Onderdeel mogen zijn van die wereldwijde Kerk van Christus is een enorm voorrecht. Ik ervaar dat bij Wycliffe, en ook in onze kerkelijke gemeente, de ICF in Urecht. Daar komen we als gezin op zondag met zo’n twintig verschillende nationaliteiten samen. Ieder levert zijn eigen, kleine bijdrage. Ik mag er vertrouwenspersoon zijn. Samen mag je kerk, gemeenschap zijn.”
U werkt op dit moment ook in onveilige landen als Sudan en Tsjaad. Wat doet dat met u?
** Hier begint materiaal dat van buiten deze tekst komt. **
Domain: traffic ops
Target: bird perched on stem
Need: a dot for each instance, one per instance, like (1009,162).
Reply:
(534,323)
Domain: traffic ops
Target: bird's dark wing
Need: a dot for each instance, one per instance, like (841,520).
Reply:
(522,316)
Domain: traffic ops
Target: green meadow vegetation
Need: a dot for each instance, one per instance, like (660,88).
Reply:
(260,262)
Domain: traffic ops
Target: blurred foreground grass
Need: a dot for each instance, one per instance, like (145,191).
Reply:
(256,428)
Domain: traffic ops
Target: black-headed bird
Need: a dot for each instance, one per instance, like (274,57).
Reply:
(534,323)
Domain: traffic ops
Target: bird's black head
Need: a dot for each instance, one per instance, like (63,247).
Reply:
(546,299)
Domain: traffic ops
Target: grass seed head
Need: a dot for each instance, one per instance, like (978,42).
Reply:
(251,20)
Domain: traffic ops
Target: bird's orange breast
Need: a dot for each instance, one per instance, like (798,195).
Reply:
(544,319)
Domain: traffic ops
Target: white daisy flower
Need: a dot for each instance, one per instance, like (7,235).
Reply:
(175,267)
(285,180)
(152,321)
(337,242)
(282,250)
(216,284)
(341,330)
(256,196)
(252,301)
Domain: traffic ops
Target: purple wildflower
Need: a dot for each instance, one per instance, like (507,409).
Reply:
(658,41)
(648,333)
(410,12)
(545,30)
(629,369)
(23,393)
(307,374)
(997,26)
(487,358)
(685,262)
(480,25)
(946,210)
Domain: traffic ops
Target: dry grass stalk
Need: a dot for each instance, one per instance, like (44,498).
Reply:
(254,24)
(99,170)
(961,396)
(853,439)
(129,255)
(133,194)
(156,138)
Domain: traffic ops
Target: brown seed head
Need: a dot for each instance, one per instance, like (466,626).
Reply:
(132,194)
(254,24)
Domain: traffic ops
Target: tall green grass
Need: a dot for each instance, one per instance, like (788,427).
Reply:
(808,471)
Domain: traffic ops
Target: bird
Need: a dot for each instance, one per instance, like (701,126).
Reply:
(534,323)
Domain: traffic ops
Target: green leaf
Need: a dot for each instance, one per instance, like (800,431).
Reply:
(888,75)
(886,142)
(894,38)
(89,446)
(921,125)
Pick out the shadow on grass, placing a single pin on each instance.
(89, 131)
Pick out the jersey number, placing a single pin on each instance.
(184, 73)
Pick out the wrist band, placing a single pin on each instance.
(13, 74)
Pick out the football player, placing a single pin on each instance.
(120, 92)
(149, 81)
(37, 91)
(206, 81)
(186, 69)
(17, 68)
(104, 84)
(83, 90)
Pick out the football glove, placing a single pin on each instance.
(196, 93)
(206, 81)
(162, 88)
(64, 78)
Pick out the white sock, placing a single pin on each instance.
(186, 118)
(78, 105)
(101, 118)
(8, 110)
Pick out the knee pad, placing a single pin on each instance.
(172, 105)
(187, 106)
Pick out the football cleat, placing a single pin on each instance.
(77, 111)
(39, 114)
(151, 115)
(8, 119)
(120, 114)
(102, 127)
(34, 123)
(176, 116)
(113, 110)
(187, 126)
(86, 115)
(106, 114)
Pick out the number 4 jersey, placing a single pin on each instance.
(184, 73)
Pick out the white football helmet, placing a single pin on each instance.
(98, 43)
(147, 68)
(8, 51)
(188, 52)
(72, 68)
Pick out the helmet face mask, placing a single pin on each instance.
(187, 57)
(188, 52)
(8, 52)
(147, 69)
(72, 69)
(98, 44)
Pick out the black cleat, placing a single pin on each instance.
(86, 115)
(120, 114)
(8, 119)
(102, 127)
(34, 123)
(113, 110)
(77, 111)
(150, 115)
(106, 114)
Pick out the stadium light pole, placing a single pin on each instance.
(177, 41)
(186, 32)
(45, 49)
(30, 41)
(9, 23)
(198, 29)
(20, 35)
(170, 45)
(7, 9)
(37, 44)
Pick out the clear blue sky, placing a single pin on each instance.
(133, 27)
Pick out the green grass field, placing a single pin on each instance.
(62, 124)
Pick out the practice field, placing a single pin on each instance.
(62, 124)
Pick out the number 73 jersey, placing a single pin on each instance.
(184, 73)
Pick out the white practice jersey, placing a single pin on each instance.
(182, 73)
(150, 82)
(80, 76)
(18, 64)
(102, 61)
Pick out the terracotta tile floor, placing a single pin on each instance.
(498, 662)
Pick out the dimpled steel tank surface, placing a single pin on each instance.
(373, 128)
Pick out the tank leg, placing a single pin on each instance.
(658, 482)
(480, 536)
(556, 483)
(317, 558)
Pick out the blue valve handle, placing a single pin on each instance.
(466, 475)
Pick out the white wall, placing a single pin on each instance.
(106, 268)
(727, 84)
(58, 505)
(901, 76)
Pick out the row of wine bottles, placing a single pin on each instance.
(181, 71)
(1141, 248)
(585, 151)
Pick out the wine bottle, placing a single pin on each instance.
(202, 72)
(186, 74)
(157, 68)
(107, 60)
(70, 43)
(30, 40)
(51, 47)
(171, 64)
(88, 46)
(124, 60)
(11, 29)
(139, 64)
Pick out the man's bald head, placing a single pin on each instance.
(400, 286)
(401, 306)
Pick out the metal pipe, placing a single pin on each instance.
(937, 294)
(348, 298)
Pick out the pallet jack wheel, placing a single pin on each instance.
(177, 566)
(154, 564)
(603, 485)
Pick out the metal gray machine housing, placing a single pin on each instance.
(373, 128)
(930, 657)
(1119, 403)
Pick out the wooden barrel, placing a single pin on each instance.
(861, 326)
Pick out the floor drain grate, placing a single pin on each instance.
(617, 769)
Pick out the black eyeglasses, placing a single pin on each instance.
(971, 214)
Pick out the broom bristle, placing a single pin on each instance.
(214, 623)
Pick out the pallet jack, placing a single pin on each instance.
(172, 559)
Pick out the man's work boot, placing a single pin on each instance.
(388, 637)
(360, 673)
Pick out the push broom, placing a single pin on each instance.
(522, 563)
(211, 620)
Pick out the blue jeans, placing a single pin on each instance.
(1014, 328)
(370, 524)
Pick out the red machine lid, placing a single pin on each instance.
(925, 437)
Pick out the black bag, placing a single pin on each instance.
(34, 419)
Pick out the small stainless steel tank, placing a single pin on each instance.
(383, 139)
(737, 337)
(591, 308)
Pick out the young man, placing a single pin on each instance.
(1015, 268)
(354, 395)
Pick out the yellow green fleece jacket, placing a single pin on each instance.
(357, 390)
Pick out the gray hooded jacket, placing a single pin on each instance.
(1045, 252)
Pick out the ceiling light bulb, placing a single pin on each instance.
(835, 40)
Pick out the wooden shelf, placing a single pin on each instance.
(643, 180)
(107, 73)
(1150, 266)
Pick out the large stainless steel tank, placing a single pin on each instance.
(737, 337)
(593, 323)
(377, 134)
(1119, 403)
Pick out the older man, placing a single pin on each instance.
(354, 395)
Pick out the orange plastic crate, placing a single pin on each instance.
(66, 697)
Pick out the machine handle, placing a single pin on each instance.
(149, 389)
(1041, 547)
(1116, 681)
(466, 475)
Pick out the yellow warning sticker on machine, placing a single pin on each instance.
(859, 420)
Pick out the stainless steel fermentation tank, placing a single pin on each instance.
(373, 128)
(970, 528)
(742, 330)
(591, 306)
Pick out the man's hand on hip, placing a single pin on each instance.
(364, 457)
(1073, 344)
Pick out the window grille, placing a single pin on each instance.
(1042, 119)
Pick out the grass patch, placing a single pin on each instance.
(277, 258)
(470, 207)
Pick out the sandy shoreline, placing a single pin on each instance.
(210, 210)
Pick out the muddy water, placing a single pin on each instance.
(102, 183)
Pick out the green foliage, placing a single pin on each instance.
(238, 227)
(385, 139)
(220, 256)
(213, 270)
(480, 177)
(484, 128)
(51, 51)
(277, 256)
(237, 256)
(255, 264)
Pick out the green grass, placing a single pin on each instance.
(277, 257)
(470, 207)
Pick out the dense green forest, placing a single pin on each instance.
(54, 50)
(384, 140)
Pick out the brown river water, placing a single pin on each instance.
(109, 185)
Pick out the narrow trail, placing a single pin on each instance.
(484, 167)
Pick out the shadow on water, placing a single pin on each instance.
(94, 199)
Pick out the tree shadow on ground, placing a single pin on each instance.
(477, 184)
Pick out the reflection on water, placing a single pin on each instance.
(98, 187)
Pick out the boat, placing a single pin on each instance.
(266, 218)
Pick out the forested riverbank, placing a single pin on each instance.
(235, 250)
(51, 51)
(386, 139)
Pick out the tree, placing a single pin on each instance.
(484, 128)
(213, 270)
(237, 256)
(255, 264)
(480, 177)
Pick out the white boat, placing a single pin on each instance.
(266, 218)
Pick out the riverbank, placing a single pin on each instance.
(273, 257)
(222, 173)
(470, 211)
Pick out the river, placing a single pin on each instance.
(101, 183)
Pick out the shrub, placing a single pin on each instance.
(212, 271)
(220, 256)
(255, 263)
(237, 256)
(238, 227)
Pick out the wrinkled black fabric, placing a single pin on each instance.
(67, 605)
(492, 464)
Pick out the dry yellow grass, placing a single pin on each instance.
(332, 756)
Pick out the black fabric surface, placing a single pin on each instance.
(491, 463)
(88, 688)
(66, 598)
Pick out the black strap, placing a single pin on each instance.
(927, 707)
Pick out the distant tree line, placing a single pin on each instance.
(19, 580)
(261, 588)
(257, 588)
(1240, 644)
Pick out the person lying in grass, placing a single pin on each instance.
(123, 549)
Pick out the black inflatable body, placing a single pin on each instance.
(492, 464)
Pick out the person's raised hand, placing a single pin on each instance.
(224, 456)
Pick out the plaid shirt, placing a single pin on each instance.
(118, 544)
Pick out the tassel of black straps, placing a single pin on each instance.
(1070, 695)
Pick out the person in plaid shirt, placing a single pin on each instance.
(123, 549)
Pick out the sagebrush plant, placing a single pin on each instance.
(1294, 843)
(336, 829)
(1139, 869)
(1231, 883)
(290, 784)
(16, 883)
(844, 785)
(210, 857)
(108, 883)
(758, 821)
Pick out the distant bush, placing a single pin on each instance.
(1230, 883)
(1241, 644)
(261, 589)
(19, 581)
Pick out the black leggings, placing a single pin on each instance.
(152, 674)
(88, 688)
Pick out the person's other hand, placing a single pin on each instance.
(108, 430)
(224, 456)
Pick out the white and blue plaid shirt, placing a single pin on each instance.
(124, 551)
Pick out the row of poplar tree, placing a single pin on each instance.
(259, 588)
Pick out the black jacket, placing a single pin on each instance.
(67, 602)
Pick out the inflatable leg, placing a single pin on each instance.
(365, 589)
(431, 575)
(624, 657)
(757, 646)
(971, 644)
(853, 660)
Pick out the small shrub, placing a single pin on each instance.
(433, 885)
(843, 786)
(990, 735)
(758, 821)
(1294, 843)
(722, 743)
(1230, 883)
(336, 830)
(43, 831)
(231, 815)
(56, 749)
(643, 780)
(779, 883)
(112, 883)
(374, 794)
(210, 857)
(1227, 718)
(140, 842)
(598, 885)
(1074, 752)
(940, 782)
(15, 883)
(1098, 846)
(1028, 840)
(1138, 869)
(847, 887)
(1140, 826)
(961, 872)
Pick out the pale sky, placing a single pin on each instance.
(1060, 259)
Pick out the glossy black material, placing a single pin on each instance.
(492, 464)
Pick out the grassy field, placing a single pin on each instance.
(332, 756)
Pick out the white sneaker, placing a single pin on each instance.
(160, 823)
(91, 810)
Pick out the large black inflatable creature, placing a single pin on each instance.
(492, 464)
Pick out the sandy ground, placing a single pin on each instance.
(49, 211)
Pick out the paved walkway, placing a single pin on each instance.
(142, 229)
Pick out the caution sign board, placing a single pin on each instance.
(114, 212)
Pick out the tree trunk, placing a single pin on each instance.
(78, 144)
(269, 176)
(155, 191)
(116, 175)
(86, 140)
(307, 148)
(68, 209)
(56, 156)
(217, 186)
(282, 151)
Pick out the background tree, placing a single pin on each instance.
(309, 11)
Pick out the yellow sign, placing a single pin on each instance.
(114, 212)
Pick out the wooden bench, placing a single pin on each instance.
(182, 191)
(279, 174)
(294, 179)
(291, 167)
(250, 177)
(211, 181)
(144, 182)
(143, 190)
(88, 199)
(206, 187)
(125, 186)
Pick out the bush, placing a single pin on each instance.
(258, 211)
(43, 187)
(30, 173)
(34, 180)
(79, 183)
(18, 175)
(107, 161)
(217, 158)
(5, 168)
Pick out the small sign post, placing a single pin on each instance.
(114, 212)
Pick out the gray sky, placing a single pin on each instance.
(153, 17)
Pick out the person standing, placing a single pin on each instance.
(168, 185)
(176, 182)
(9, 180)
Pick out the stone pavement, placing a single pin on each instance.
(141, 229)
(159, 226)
„Ik kan soms ook bang zijn. Er is een uitspraak waar ik veel aan denk: „Moed is niet de afwezigheid van angst.” Ik heb best wel angsten doorstaan, al was het al vanwege mijn niet-aflatende vliegangst. De slecht onderhouden vliegtuigen van kleine regionale maatschappijen kunnen soms ook beangstigen. Dan zit je stil te bidden. Dat kan rust geven; als hier dan mijn graf moet zijn, dan is dat Gods wil, en dus goed. Maar vooral bid je dan voor je kinderen en je man. Ten opzichte van hen voel ik me weleens schuldig als ik weer weg ben. Maar tegelijkertijd weet ik dat het leven niet maakbaar is, ook niet voor kinderen.”
Voelt u zich wereldburger?
„Wereldburger, maar dan van de wereldwijde christelijke Kerk. Op reis, altijd onderweg om hemelburger te zijn. Want dit is een leven –zeker ook het mijne– in gebrokenheid. Het is zo rijk te mogen werken in contact met verschillende culturen. Met mensen die allemaal de genade nodig hebben die God aanbiedt in Zijn Woord. Genade, vergeving, herstelde relaties. Dan buigt mijn kleine ik en voelt hoop, vertrouwen en geloof dat het echte Thuis komt. Daaruit mag ik leven. Daarop mag ik wijzen. En daaraan moet ik werken.”